From there, our guide took us to a cute little french restaurant where we ordered a late lunch. I got quiche and Lauren and Sarah got a croque monsignor, which is a ham and cheese sandwich with cheese melted on top. It was delicious! After warming up for a bit (It was freezing the whole weekend, about 20 degrees!) we ventured back over to the eiffel tower to take pictures, and then we headed to the Louvre.
(inverted pyramid inside the louvre)
(view looking up out of the glass pyramid)
The Louvre was gigantic (the largest art museum), and was hard to maneuver. It was a labyrinth of rooms and galleries, with floors in-between floors. We started out slow, and then realized it would take us years (literally) to go through the whole thing. So we went and saw Venus Di Milo and began searching for the Mona Lisa. On the way to the Mona Lisa, we saw quite a few other famous paintings, including a famous Louis XIV portrait, Champaigne’s Last Supper, and Liberty Leading the People (cover art from Viva La Vida).

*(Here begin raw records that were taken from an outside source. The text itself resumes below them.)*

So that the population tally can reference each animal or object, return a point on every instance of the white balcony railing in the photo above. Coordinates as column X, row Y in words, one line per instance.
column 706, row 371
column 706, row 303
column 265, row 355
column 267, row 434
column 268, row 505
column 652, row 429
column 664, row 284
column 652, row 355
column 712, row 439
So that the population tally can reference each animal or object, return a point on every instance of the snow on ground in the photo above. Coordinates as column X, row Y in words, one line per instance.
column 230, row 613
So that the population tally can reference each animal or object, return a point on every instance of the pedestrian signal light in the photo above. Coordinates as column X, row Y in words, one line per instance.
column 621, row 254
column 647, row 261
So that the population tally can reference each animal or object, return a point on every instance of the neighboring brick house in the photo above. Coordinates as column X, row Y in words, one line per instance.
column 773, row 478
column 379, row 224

(some paintings were huge!)
(Louis XIV – Hyacinthe Rigaud)
(The Last Supper – Phillipe de Champaigne)
(La Liberté guidant le peuple – Eugene Delacroix)

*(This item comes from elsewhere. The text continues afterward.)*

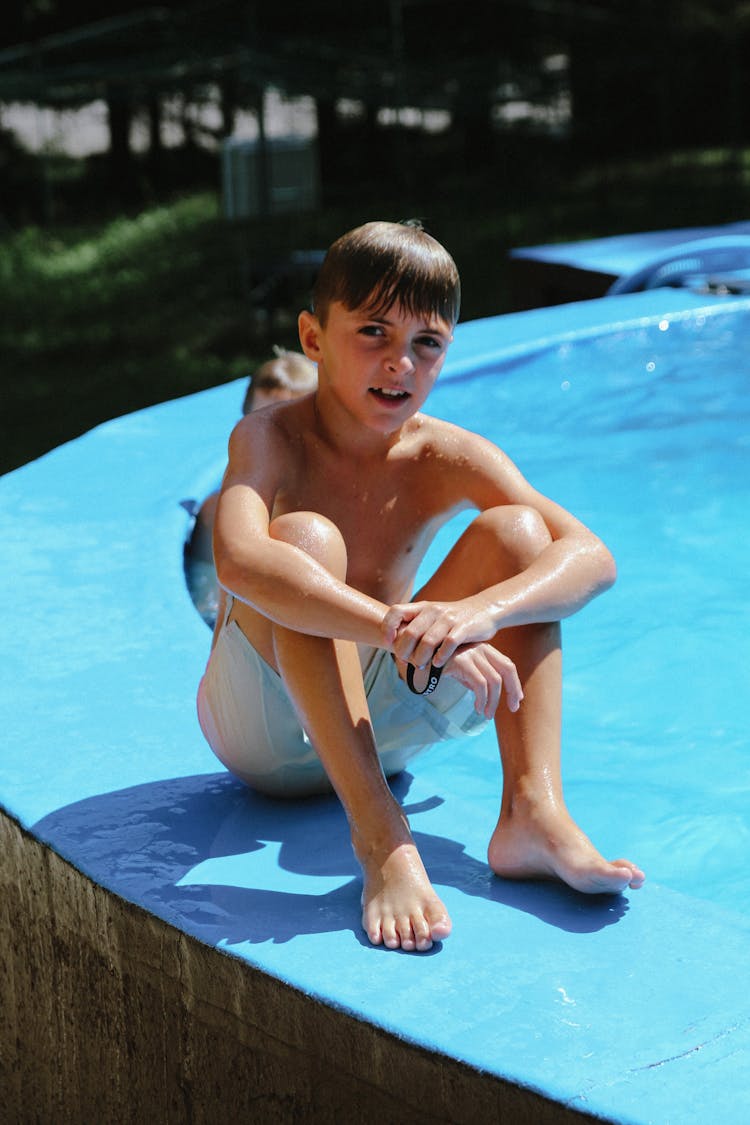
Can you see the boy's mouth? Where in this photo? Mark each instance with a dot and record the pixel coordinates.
(389, 394)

As we were walking, I couldn’t get over the fact that the museum at one point was someone’s house (well, palace). I thought I knew how big castles and palaces were, but this was unimaginable! According to Wikipedia, it is 632,000 square feet…
We finally found the Mona Lisa, and she was extremely underwhelming. I’m glad we saw it though.
The last thing we did was to go through Napoleon III’s “apartment”, which, although it was called an apartment, it was probably bigger than my parent’s 3 story house. (brief history of Napoleon III – he was the nephew of Napoleon I, and was heir to the throne, where he ruled as the last monarch of france until he was voted president by popular vote in 1848. He attempted to create a military alliance with the Confederate States of America during the civil war, but none was actually made.) Anyway, his apartment was beautiful!
(Lauren & Sarah)
(large dining room … yes there was a ‘small’ one too)
We ate a reasonably priced and delicious dinner at the Louvre and returned to the hostel happily exhausted.